Among these, in consideration of productivity and reaction uniformity, a method using a barium compound prepared in advance as an alkaline aqueous solution as in (3) and (4) above is preferable. In this case, an alkali metal hydroxide such as NaOH or KOH is used as the alkali source. Barium salts such as barium chloride have a particularly low solubility in an acidic state, and when a mixed aqueous solution of an acidic titanium compound such as titanium tetrachloride and a barium salt is used as a starting raw material liquid, it is difficult to prepare the mixed aqueous solution. In particular, the concentration of titanium compound and barium salt in the mixed aqueous solution is limited. Specifically, when a titanium tetrachloride and barium chloride mixed aqueous solution is prepared, the total concentration of metal ions is about 1.2 mol / l, and productivity is limited.
Here, by previously bringing the barium compound into contact with an alkali compound, for example, a barium salt compound such as a halide such as barium chloride, nitrate, sulfate or acetate is converted into barium hydroxide, and this is converted into a titanium compound. The reaction is brought into contact with the aqueous solution (I). For example, in a method in which an aqueous solution of titanium tetrachloride and an aqueous solution of barium chloride are simultaneously brought into contact with an alkaline aqueous solution, or a method in which a mixed aqueous solution of titanium tetrachloride and barium chloride is added to an aqueous alkaline solution to cause a contact reaction, Chlorine tends to remain on the surface. However, by converting the barium compound into an alkaline aqueous solution in advance and converting the barium compound into a hydroxide in advance, the reaction with the titanium compound proceeds more uniformly, and the solid matter is a higher-purity barium titanate with less chlorine content. Can be obtained.
Further, when the titanium compound aqueous solution and the barium compound aqueous solution are brought into contact with each other, it is desirable to prepare a solid by bringing them into contact with each other while controlling the molar ratio of the titanium compound and the barium compound to 0.8 to 1.2. By controlling the molar ratio of the titanium compound and barium compound to be supplied in this way, the reaction in the production of the barium titanate powder is likely to occur uniformly, which is preferable in terms of improving the uniformity of the barium titanate powder. .
Below, the suitable aspect by a liquid phase reaction method is demonstrated as a specific example of the preparation method of the solid substance which is a barium titanate powder. In this example, a titanium tetrachloride aqueous solution is used as the titanium compound, and an alkaline aqueous solution of a barium compound is used.

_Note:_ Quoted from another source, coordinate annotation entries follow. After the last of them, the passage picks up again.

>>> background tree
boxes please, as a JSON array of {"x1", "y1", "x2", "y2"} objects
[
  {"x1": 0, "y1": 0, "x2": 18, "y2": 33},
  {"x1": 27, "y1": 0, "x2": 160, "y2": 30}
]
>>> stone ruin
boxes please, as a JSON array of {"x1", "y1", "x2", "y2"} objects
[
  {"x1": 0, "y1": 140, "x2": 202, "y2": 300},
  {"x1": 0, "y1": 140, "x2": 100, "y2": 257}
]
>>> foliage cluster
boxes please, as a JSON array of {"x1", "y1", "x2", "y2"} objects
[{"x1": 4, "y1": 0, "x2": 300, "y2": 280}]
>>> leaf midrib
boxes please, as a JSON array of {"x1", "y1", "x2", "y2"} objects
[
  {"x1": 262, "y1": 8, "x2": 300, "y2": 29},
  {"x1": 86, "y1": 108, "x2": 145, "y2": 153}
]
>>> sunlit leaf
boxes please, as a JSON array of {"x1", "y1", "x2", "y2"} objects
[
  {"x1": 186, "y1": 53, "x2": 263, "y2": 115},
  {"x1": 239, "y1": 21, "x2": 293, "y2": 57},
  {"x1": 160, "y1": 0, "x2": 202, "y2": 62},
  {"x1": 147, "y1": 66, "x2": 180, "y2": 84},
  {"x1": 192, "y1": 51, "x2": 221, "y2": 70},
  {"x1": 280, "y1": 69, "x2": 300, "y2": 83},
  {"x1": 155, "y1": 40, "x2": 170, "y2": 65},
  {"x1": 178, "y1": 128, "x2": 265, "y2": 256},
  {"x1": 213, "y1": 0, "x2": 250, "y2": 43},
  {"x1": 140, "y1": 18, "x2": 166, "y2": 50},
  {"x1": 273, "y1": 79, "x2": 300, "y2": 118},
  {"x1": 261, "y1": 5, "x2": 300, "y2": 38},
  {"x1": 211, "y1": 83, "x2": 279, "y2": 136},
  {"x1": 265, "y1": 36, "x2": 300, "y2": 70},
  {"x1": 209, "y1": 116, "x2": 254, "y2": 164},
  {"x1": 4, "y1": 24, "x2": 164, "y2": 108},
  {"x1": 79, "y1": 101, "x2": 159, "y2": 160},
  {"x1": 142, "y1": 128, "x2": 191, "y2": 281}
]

The concentration of titanium tetrachloride is suitably 0.1 mol / l or more, preferably 0.3 mol / l or more, and more preferably 0.4 to 3.0 mol / l. On the other hand, the concentration of barium ions is suitably 0.05 mol / l or more, preferably 0.1 to 2.0 mol / l. The titanium tetrachloride aqueous solution (I) having a suitable range of concentration is brought into contact with an alkaline aqueous solution (II) of a barium compound. An alkali metal hydroxide such as NaOH or KOH is used as the alkali source of the aqueous alkali solution of the barium compound, and its concentration is usually 0.2 to 15 mol / l, and the barium compound is converted into a hydroxide. It is preferable that the concentration is sufficient for conversion, that is, a concentration equal to or higher than that of barium ions.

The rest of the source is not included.